The smell of char-broiled T-bones drifted through the rooms. The ladies laughed in the kitchen as they fussed around with ranch-style baked beans, a variety of salads, and homemade pies. Everybody knew everybody. An easy, relaxing atmosphere made you want to kick off your shoes and run your fingers over the thick, black hair of the sleeping Labrador retriever sprawled across the hearth of a crackling fireplace.

The host, a lifelong Christian friend, leaned his broad shoulders against the mantle as he told of the bass that got away last week. While the guys chided him loudly for exaggerating (“it had to weigh ten to twelve pounds!”), my eyes ran a horizontal path across the carved message on the mantle. The room was too dark to read what it said from where I sat. I was intrigued and strangely drawn from my overstuffed chair to get a closer look.

I ran my fingers along the outline of each letter as my lips silently formed the words:

IF YOUR HEART IS COLD
MY FIRE CANNOT WARM IT.

“Hmmmm,” I thought, “how true.”

Fireplaces don’t warm hearts.
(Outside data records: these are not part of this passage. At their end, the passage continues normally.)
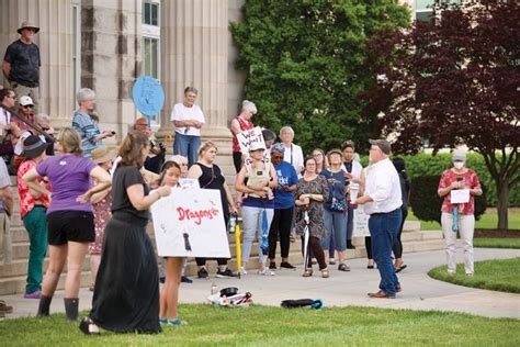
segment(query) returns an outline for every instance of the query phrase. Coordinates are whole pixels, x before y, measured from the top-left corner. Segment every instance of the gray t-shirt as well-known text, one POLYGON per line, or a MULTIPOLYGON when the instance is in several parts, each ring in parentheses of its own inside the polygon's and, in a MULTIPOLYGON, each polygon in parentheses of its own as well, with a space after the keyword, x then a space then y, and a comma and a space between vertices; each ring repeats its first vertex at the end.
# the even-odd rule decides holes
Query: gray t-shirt
POLYGON ((11 64, 9 78, 30 88, 39 86, 39 48, 36 44, 25 44, 16 40, 8 46, 3 60, 11 64))
MULTIPOLYGON (((0 189, 11 186, 11 178, 9 177, 8 167, 5 163, 0 159, 0 189)), ((5 204, 3 200, 0 199, 0 211, 5 211, 5 204)))

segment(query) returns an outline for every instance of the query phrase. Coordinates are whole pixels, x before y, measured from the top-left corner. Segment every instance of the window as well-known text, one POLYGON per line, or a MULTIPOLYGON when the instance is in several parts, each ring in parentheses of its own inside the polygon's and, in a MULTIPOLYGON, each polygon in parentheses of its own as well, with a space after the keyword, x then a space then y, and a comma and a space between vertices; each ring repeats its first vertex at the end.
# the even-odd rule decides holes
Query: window
MULTIPOLYGON (((143 1, 143 76, 151 76, 157 80, 160 79, 160 7, 159 0, 143 1)), ((151 126, 157 128, 160 126, 159 114, 150 117, 151 126)))

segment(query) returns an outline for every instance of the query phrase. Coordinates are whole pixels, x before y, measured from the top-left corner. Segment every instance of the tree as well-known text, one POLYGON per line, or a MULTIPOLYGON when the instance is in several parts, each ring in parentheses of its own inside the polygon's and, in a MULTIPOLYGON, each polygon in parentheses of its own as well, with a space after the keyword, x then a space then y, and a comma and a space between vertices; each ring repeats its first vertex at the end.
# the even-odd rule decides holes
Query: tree
POLYGON ((383 30, 368 47, 377 83, 361 99, 364 116, 397 153, 423 142, 434 153, 466 145, 484 156, 497 188, 498 227, 508 227, 509 191, 520 180, 520 8, 518 1, 437 1, 429 22, 383 30))
POLYGON ((231 23, 247 72, 245 98, 256 124, 291 125, 308 153, 376 135, 375 117, 360 121, 357 96, 371 81, 362 69, 368 38, 385 26, 409 25, 392 0, 247 0, 244 21, 231 23))

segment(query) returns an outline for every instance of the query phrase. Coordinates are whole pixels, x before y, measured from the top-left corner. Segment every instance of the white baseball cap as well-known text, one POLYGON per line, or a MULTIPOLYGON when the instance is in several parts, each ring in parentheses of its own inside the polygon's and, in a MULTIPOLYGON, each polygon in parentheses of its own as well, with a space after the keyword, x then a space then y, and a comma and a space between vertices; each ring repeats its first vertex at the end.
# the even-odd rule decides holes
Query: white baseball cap
POLYGON ((27 97, 27 96, 20 97, 19 103, 22 107, 34 105, 33 99, 31 99, 31 97, 27 97))

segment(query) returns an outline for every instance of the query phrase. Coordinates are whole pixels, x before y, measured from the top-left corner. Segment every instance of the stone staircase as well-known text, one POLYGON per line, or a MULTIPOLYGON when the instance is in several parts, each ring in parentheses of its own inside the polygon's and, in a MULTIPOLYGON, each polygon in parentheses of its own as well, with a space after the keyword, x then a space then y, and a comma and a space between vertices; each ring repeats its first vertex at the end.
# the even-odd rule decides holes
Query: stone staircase
MULTIPOLYGON (((13 192, 15 197, 14 201, 14 215, 11 219, 11 233, 12 233, 12 262, 0 265, 0 295, 23 293, 25 290, 25 279, 27 271, 27 258, 29 258, 29 235, 23 223, 20 220, 19 213, 19 202, 18 202, 18 190, 15 187, 15 178, 12 178, 13 181, 13 192)), ((228 183, 231 183, 228 181, 228 183)), ((148 225, 148 234, 154 239, 154 232, 151 223, 148 225)), ((231 256, 235 256, 235 235, 228 235, 230 253, 231 256)), ((427 251, 443 249, 444 243, 442 239, 442 232, 440 231, 428 231, 422 232, 420 230, 420 222, 410 222, 405 223, 405 230, 402 236, 403 248, 406 257, 406 253, 412 251, 427 251)), ((355 245, 355 249, 348 249, 347 258, 362 258, 366 257, 366 250, 364 248, 364 237, 354 237, 352 243, 355 245)), ((278 255, 280 255, 280 247, 278 248, 278 255)), ((302 245, 301 240, 296 239, 295 243, 291 244, 291 253, 289 256, 289 261, 294 265, 302 265, 302 245)), ((159 261, 159 259, 158 259, 159 261)), ((276 262, 280 264, 281 259, 278 257, 276 262)), ((48 266, 48 259, 45 259, 44 270, 48 266)), ((229 261, 231 269, 236 269, 236 259, 233 258, 229 261)), ((216 272, 216 261, 208 261, 207 268, 210 273, 216 272)), ((251 250, 251 259, 247 264, 248 269, 258 268, 258 247, 253 245, 251 250)), ((58 283, 58 289, 63 289, 65 286, 65 276, 66 269, 61 275, 60 281, 58 283)), ((185 269, 186 276, 196 276, 196 264, 194 259, 189 259, 188 266, 185 269)), ((90 264, 89 257, 84 259, 83 271, 81 276, 81 287, 89 287, 91 284, 90 280, 90 264)))

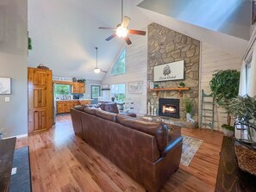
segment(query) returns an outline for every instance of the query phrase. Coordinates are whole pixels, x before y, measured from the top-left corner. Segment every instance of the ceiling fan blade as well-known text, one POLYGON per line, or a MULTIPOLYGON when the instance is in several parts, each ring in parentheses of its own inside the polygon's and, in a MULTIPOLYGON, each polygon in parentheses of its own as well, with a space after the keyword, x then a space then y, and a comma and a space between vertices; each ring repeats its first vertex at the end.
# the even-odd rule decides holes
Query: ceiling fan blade
POLYGON ((122 27, 127 28, 128 25, 129 24, 130 22, 130 18, 128 17, 128 16, 124 16, 123 19, 122 19, 122 27))
POLYGON ((99 27, 99 29, 110 29, 110 30, 116 30, 116 28, 105 28, 105 27, 99 27))
POLYGON ((103 71, 103 70, 102 70, 102 69, 101 69, 101 71, 102 71, 102 72, 106 72, 106 73, 107 73, 107 71, 103 71))
POLYGON ((115 33, 115 34, 111 34, 109 37, 108 37, 107 39, 106 39, 106 40, 112 40, 114 37, 116 37, 116 34, 115 33))
POLYGON ((130 40, 130 39, 128 36, 124 37, 123 39, 125 40, 125 41, 126 41, 126 43, 128 45, 131 45, 132 44, 132 41, 130 40))
POLYGON ((134 29, 129 29, 128 30, 129 34, 139 34, 139 35, 145 35, 146 31, 140 31, 140 30, 134 30, 134 29))

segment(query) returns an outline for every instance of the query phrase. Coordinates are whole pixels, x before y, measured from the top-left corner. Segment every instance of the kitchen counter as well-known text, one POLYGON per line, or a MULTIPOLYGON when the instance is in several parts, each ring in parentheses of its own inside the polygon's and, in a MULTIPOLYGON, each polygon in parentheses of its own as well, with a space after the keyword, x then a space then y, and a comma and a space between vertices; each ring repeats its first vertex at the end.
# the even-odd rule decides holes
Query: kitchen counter
POLYGON ((70 113, 70 109, 77 105, 90 105, 93 99, 56 100, 57 114, 70 113))
POLYGON ((79 102, 79 101, 92 101, 93 99, 56 99, 55 102, 79 102))

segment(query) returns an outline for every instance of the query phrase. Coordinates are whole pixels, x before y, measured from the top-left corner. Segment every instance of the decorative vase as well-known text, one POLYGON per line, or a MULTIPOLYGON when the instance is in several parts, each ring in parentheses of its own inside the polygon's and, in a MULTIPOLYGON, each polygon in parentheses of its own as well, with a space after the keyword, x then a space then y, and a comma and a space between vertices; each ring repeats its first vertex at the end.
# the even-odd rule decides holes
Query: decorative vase
POLYGON ((233 131, 230 131, 230 130, 228 130, 227 128, 224 128, 224 127, 222 127, 222 129, 223 129, 224 135, 226 135, 228 137, 233 137, 234 136, 234 132, 233 131))
POLYGON ((190 113, 187 113, 186 114, 186 121, 187 121, 187 122, 190 122, 190 119, 191 119, 191 115, 190 113))

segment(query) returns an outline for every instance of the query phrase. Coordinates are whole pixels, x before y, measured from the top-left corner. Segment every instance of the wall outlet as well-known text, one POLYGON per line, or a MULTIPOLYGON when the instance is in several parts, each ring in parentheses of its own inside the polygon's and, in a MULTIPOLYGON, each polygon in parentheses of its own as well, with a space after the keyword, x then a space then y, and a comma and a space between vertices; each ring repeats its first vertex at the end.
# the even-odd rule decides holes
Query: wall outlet
POLYGON ((11 170, 11 175, 16 175, 16 172, 17 172, 17 168, 16 167, 12 168, 12 170, 11 170))

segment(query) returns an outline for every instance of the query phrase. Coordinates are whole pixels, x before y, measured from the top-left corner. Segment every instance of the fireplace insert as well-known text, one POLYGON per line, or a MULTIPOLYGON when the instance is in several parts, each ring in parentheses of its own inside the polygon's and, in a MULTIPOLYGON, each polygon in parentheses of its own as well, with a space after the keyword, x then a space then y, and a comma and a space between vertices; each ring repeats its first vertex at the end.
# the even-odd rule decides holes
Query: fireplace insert
POLYGON ((159 99, 159 115, 179 118, 179 99, 159 99))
Neither does fine furniture nor a four-car garage nor a full stomach nor a job with a six-figure salary. No, a cold heart can be warmed only by the fire of the living God.

I settled back down, stayed quiet, and mused over those thoughts. I even prayed as I stared into the fire:

“Lord, keep my heart warm. Stop me when I rev my motor and get to moving too fast toward stuff I think will make me happy. Guard me from this stupid tendency to substitute things for You.”

The dinner bell broke the spell. I stood up with all the men and we strolled toward the patio. I took a quick glance to remind myself of the words on the mantle one more time. The logs were now burned down to embers, and in the glow I remembered:

IF YOUR HEART IS COLD
MY FIRE CANNOT WARM IT.

I thanked God for His fire that has never burned down.

That memorable scenario happened over twenty years ago. My heart has, since then, occasionally cooled off. Today, however, it is warm because He never left me when I was cold.

Lord, keep my heart warm. Guard me from the tendency to choose things over You.